Concentrating recombinant protein without dialysis - (Jan/02/2008 )
Hello,
I am expressing a recombinant protein in E. coli that is HIS tagged for generating antisera in mice. I can purify the protein, albeit in low amounts, but when I put it in a dialysis bag to get rid of the 8M urea and then on PEG to concentrate it, I lose all my protein. We've tracked the problem down and it seems to be sticking to the dialysis bag. Now we are looking for some way to get rid of the 8M urea and hopefully concentrate the protein so that we can use it to immunize an animal. Does anyone have a way to precipitate the protein out of urea? I am familiar with TCA and acetone precipitation but I don't know if that will precipitate the urea as well. Any suggestions?
Bettina
tca will not precipitate urea but will denature the protein. acetone probably won't precipitate the urea at the concentration that you will need to precipitate the protein.

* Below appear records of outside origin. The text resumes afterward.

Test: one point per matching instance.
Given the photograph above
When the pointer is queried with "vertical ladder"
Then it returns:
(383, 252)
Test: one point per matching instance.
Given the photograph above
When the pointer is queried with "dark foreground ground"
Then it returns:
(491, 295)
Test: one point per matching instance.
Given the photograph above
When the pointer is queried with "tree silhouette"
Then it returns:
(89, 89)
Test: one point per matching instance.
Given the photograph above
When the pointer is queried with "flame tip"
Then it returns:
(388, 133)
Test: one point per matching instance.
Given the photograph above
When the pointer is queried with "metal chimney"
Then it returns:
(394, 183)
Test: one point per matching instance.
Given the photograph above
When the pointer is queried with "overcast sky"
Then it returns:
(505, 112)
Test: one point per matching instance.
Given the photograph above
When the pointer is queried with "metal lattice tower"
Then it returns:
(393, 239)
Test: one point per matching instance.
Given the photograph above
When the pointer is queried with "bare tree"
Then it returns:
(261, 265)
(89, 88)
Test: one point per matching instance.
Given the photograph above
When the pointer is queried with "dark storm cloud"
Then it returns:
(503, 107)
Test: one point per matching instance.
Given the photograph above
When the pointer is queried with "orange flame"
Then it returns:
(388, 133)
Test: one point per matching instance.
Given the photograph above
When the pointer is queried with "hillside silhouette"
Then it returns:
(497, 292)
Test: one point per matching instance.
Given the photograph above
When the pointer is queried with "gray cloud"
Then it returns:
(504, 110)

when you dialyze, do you include salt in the dialysis medium? it helps prevent binding to the membrane.
you could use a centricon or amicon to concentrate the protein (and to reduce the urea concentration by diafiltration).

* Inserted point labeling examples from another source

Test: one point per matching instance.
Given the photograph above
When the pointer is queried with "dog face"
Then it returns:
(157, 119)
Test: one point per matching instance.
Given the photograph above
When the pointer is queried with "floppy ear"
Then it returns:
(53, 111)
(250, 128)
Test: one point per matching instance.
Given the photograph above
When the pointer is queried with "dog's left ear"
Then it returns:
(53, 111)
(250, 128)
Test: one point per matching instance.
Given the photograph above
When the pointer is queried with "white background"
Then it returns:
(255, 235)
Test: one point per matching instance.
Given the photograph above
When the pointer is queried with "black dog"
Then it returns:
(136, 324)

when you dialyze, do you include salt in the dialysis medium? it helps prevent binding to the membrane.
you could use a centricon or amicon to concentrate the protein (and to reduce the urea concentration by diafiltration).

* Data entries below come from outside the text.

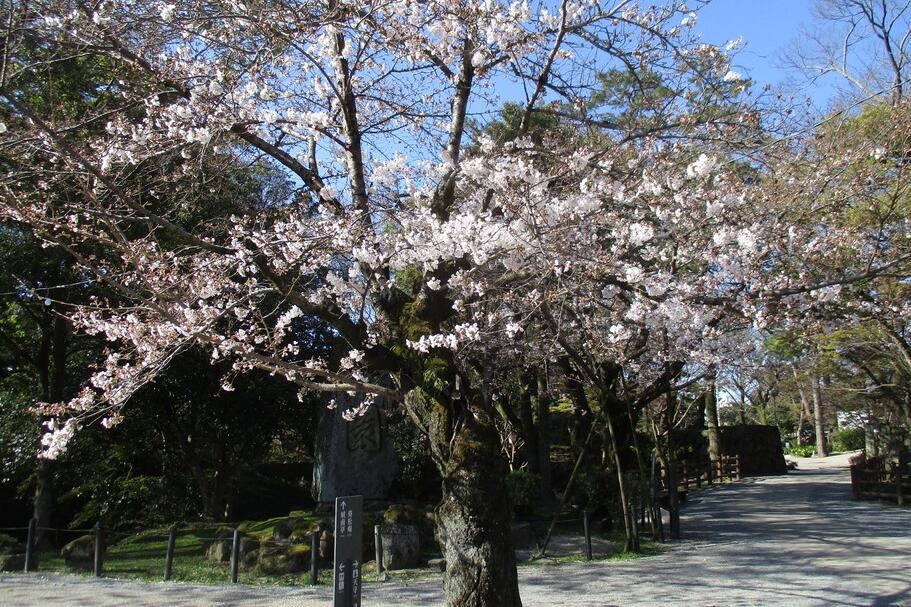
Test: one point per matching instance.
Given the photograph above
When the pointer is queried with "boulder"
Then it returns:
(12, 562)
(249, 560)
(80, 553)
(523, 536)
(282, 530)
(12, 553)
(219, 551)
(401, 546)
(247, 544)
(283, 559)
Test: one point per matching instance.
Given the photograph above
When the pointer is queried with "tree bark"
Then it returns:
(819, 417)
(621, 480)
(711, 423)
(527, 418)
(582, 415)
(673, 498)
(51, 363)
(473, 518)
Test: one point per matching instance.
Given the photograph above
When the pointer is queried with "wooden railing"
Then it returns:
(694, 473)
(871, 480)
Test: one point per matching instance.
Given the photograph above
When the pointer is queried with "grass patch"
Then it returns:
(141, 557)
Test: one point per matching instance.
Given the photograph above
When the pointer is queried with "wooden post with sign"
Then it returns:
(346, 570)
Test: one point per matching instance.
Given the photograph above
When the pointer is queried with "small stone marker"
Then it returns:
(346, 571)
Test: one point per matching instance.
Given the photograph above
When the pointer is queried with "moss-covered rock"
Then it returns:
(283, 559)
(80, 553)
(12, 553)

you may use dialysis such as slide-a-lyzer (Pierce) or as mdfenko suggests spin filtration units f.i. from Pierce with low protein binding capacity;
I think centricon or amicon which was integrated to Millipore are not more provided; they offer now alternative products...
I am actually having a similar problem with losing my protein upon buffer exchange/concentration with dialysis tubing, microcon and centricon's. It seems to aggregate and stick to all membranes. I haven't come up with a better solution, but if anyone has any ideas, I would love to hear them. I really need this protein.
We are actually just shooting the washed beads with the protein still bound into the mouse to make antibody. I am going to try acetone and TCA precipitating it to get rid of the urea and I can let you know how that goes if you want.
you may need to increase the ionic strength of your buffer to prevent binding to the membranes.